Van Pelt asked the panelists if there was any chance of compromise in the future.

Gersh said it’s difficult to do commercial agreements with casinos to provide data if there’s not a requirement to do so.

“I have nothing else to say,” Slane responded. “We can go around and around, but it comes back to economics… It would not work. I appreciate that you want us to succeed, (but) the only way we are all going to make money is if we get critical mass.

“The more states that come online… the more money on sponsorship and advertising and TV rights. The streaming rights you will sell every which way. That should be the end goal.”

Masters, who spent the last decade as head of Nielsen Sports, which measures the viewing and consumption of sports media, said an increase in legal betting would have an impact on increasing viewership. He speculated that MLB could realize a billion-dollar profit from the impact of expanded betting.

Research shows that 19 percent of NFL fans bet on games now, which could eventually rise to one in three, or about 45 million of 150 million fans. Avid fans watch, on average, one NFL game a week.

Those who bet or play fantasy watch an average of 38 games a year, Masters said.

“The NFL hates gambling, but it’s driving viewership and engagement. (Gamblers and fantasy players) are watching 2.5 times more football than fans who don’t have anything riding on the game.”

Gersh said MLB has been looking at betting for a long time, saying that the league had established a task force even before the Supreme Court decision that traveled the world studying sports betting practices.

“Sports betting wasn’t being done optimally,” he said. “It wasn’t appealing to the mass consumer. We thought we would see an opportunity to help the sports betting market evolve in a way that’s better suited for baseball.”

That’s why MLB is focusing on data feeds and investing resources to make sure what’s happening on the field can be delivered in real time to the betting market, Gersh said.

“Baseball is perfectly set up for in-play betting,” Gersh said. “It’s a series of discrete events. When Mookie Betts comes up to the plate, you can bet if he is going to get on base, make an out or hit a home run.”

Masters said the NFL and basketball is set up for in-play betting. He said he doesn’t think there will be an increase in the avid bettor, but the casual fan is what is going to drive in-play, and that is what is exciting, he said.

Gersh said he’s been surprised at the pushback from sportsbooks about the use of the league’s data to grade bets. MLB has cameras and radar that track the plays and can rely the information quickly.

“It is regulated industry and required to go through regulated process but yeah we can get our data that we are settling our bets on from a guy in a garage watching it on TV,” Gersh mockingly said. “That blows my mind, and I don’t understand what that is a no brainer.”

Slane said sports books aren’t saying they shouldn’t pay for the data. It just shouldn’t be done by statute. The NBA has an agreement with MGM and Golden Knights have one with William Hill, she said.

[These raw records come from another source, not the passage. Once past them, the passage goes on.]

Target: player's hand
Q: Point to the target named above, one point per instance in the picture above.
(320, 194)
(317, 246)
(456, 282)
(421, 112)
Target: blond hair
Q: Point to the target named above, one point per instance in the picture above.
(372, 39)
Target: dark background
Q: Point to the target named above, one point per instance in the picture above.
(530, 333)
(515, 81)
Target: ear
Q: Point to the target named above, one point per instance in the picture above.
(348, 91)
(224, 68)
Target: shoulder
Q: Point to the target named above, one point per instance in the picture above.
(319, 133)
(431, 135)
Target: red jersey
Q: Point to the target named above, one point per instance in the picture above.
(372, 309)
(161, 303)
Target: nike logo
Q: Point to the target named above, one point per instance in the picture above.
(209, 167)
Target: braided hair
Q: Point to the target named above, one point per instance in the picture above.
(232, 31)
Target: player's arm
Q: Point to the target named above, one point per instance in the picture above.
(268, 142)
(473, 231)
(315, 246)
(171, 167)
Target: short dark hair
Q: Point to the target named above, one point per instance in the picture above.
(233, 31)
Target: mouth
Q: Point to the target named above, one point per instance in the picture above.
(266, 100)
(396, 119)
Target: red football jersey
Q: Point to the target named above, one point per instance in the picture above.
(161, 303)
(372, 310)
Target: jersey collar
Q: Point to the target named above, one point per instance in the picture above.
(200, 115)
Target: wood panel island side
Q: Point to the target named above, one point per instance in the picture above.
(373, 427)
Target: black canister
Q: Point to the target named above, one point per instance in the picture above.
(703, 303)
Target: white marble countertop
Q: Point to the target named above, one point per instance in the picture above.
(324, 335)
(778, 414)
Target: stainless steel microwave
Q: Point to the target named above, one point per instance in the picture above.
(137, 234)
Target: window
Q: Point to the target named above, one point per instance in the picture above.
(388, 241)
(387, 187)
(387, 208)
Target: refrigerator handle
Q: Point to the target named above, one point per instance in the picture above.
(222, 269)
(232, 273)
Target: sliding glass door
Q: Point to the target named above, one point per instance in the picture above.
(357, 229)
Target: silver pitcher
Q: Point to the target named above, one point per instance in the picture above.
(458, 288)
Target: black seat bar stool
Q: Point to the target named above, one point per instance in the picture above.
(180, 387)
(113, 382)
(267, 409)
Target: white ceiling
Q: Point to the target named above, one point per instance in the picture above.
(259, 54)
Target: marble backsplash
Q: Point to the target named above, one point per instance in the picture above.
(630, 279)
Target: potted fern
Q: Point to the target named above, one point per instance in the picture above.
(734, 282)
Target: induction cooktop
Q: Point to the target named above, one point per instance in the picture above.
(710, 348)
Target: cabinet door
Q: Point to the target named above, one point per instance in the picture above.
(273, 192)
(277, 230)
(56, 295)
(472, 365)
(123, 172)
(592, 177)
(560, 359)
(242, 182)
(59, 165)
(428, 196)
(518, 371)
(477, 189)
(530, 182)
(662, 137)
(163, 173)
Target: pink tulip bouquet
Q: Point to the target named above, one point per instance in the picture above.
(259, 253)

“I don’t know of any industry where, by statute, there is a legal requirement between two private entities to have an obligation going forward,” Slane said. “This is a low-margin business. People get irrationally exuberant over the $150 billion illegal number. Ninety-five percent of (wagers) go back to winners, and we have advertising costs and taxes.

“Is it going to help our business? Absolutely. Is it going to get customers into the building? Certainly. You are going to get paid.  (But) there is not this huge pot of gold.”